In the series’ 26-year history, Ducati has 14 titles to its name, with each of the manufacturer’s flagship superbikes winning at least one title (the first came in 1990 and the most recent in 2012).
Against the grandeur that Ducati accords its Superbike World Championship machinery, the display dedicated to its MotoGP contenders can seem a little apologetic – a pretty accurate reflection of its fortunes in the series. Ducati has clinched just one title (Australian Casey Stoner’s win in 2007) in 11 years of competition.
A conspicuous absentee?in the already sparse display is Valentino Rossi’s MotoGP bike from the 2011 and 2012 seasons.

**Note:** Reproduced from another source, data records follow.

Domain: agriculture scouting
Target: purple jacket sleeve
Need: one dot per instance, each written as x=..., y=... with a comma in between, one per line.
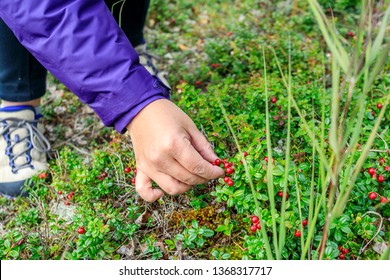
x=80, y=43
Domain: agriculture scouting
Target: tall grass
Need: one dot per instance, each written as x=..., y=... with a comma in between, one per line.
x=361, y=66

My guide explained that the people from the factory have a love-hate relationship with the man nicknamed “The Doctor”, arguably the most famous motorcycle racer who ever lived. On one hand, he’s a compatriot and a nine-time champion, but on the other hand, he is the man solely responsible for Ducati’s two worst seasons in MotoGP.
Referring to the drought in MotoGP recently, she said: “Morale in the factory is lower these few years for sure, but we still respect Valentino.” I smile politely, trying my best to believe her.
Morale may be lower from its lack of racing success, but sales of Ducati’s distinctive red machines have never been higher. In 2012, it sold a record 43,888 bikes, a jump of 4 percent over 2011.
Indeed, Ducati is doing so well, it’s in the process of building a new factory nearby to cope with the demand. Even without good sales figures or racetrack trophies, it’s likely the marque will still hold a special place in the hearts of the Ducati faithful. I know that’s the case for me, at least.